In July 2020, Senator Ron Wyden (D-Oregon) and others asked the FTC to investigate the alleged use of bidstream data by Mobilewalla and others.

“Few Americans realize that companies are siphoning off and storing that 'bidstream' data to compile exhaustive dossiers about them,” the lawmakers wrote to the agency. “These dossiers include their web browsing, location, and other data, which are then sold by data brokers to hedge funds, political campaigns, and even to the government without court orders.”

“The identity of the companies that are selling bidstream data to Mobilewalla and countless other data brokers remains unknown,” the lawmakers wrote. “However, according to major publishers, companies are participating in [real-time bidding] auctions solely to siphon off bidstream data, without ever intending to win the auction and deliver an ad.”

Privacy advocate John Davisson, senior counsel at the Electronic Privacy Information Center, called the FTC's case against Mobilewalla “very encouraging.”

“This is the type of enforcement action that we need, and have been advocating for for a long time,” he says.
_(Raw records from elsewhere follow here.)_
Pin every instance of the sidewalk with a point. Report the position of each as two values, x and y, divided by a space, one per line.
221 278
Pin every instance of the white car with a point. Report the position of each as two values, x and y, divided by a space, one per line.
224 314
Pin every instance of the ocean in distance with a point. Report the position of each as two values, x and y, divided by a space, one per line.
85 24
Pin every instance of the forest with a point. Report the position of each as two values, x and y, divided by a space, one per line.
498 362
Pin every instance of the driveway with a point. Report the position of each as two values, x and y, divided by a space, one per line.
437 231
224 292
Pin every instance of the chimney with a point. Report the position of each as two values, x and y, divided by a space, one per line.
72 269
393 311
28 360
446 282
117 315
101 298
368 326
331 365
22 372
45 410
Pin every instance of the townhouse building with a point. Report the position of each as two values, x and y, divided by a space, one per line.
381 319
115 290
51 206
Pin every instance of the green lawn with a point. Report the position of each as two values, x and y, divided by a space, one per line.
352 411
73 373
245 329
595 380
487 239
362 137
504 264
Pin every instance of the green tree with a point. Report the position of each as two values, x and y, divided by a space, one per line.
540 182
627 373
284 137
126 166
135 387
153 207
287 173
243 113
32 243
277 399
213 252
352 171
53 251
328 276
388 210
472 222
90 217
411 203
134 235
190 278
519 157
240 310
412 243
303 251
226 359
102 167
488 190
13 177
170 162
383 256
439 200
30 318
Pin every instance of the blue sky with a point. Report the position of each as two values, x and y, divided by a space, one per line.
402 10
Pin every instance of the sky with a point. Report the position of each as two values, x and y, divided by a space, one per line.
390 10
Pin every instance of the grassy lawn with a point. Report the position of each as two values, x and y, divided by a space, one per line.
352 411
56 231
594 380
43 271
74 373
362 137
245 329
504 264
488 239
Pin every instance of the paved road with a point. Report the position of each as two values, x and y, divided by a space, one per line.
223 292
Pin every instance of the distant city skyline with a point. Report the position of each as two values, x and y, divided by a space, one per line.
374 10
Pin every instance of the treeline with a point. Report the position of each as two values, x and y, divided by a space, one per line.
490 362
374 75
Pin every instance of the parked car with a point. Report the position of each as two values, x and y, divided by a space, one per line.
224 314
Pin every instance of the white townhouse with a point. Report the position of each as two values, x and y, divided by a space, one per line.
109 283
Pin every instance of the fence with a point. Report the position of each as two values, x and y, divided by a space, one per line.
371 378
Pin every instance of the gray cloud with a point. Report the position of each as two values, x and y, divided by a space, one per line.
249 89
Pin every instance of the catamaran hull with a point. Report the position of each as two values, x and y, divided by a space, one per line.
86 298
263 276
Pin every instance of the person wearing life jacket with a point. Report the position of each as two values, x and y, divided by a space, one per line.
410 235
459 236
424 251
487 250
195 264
Earlier this year, the organization urged the FTC to investigate Google for allegedly reneging on promise to shed data that could reveal smartphone users' visits to abortion clinics and other sensitive locales.

On Tuesday, the FTC also charged Gravy and Venntel with unfairly collecting and using consumers’ location data without their consent. Those companies were previously the subject of a report by the digital rights group Electronic Frontier Foundation, which examined how law enforcement obtains location data that was originally collected by mobile apps.

Gravy and Venntel agreed to resolve the FTC's charges by promising to refrain from selling or using sensitive location data, with some exceptions for law enforcement.